Practice conducting initial data analyses, and make a start on learning how to assess significance of patterns.

🔧 Preparation

The reading for this week is The initial examination of data. It is authored by Chris Chatfield, and is a classic paper explaining the role of initial data analysis. - Complete the weekly quiz, before the deadline! - Make sure you have this list of R packages installed:

install.packages(c("tidyverse", "palmerpenguins", "ggbeeswarm", "broom", "nullabor"))
  • Open your RStudio Project for this unit, (the one you created in week 1, eda or ETC5521). Create a .Rmd document for this week’s activities.

Exercise 1: IDA on penguins data

  1. Take a glimpse of the penguins data. What types are variables are present in the data?
  1. How was this data collected? You will need to read the documentation for the palmerpenguins package.

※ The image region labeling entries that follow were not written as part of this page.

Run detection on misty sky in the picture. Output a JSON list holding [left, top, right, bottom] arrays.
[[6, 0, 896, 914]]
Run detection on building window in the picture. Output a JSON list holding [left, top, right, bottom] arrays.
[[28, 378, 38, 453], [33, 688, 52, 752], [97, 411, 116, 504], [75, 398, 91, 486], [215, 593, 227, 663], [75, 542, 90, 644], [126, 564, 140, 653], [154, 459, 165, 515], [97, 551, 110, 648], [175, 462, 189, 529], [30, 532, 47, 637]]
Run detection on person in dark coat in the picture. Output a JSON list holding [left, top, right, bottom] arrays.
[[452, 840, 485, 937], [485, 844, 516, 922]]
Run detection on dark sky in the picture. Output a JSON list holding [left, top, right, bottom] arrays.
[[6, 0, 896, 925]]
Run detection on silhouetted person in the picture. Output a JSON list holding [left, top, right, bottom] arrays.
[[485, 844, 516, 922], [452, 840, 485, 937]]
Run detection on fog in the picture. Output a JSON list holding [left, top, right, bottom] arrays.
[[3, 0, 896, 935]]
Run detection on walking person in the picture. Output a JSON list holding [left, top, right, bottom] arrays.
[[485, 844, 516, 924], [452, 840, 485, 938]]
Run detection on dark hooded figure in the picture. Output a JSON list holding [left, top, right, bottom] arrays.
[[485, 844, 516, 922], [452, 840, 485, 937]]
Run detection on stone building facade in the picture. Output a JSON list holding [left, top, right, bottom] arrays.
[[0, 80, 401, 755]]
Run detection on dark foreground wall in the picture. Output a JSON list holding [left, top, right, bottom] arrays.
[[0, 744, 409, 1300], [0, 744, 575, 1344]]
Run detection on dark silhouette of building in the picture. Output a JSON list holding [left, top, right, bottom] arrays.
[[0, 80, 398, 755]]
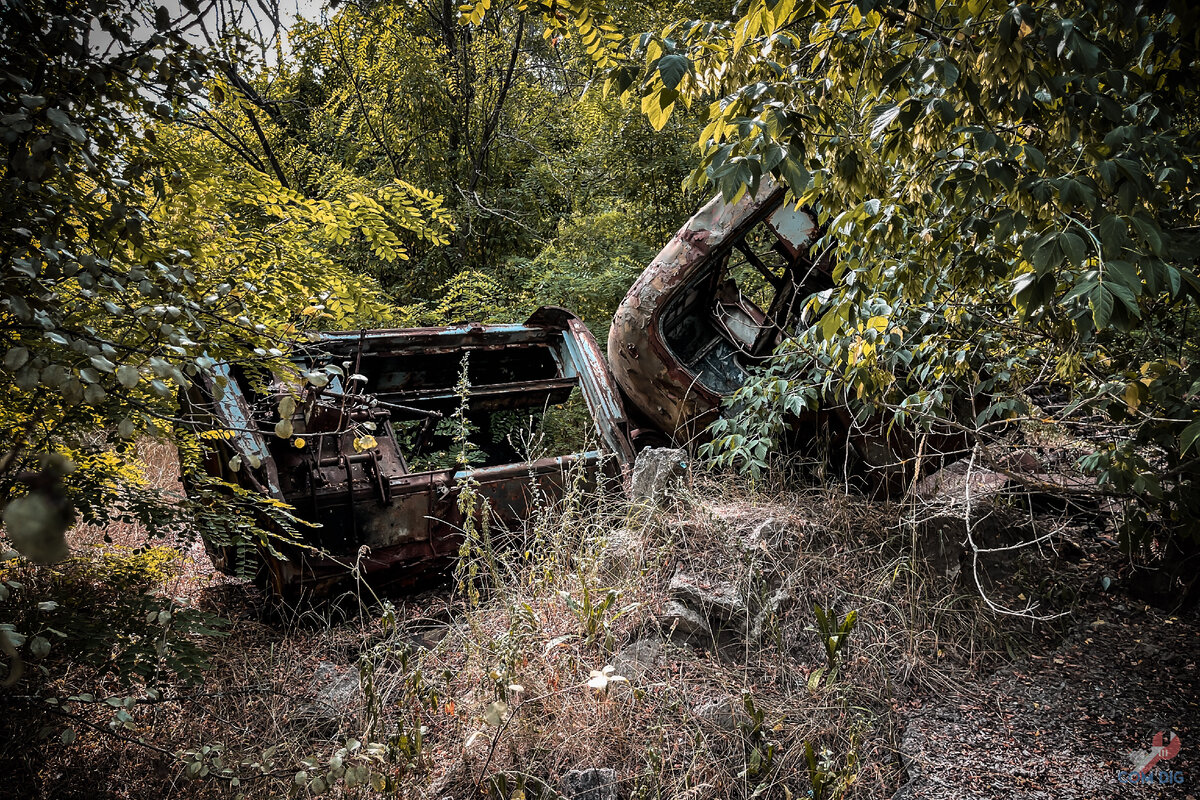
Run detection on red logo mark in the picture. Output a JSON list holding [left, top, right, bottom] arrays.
[[1141, 730, 1180, 775]]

  2. Using the visdat package make an overview plot to examine types of variables and for missing values.

  3. Check the distributions of each species on each of the size variables, using a jittered dotplot, using the geom_quasirandom() function in the ggbeeswarm package. There seems to be some bimodality in some species on some variables eg bill_length_mm. Why do you think this might be? Check your thinking by making a suitable plot.

  4. Is there any indication of outliers from the jittered dotplots of different variables?

  5. Make a scatterplot of body_mass_g vs flipper_length_mm for all the penguins. What do the vertical stripes indicate? Are there any other unusual patterns to note, such as outliers or clustering or nonlinearity?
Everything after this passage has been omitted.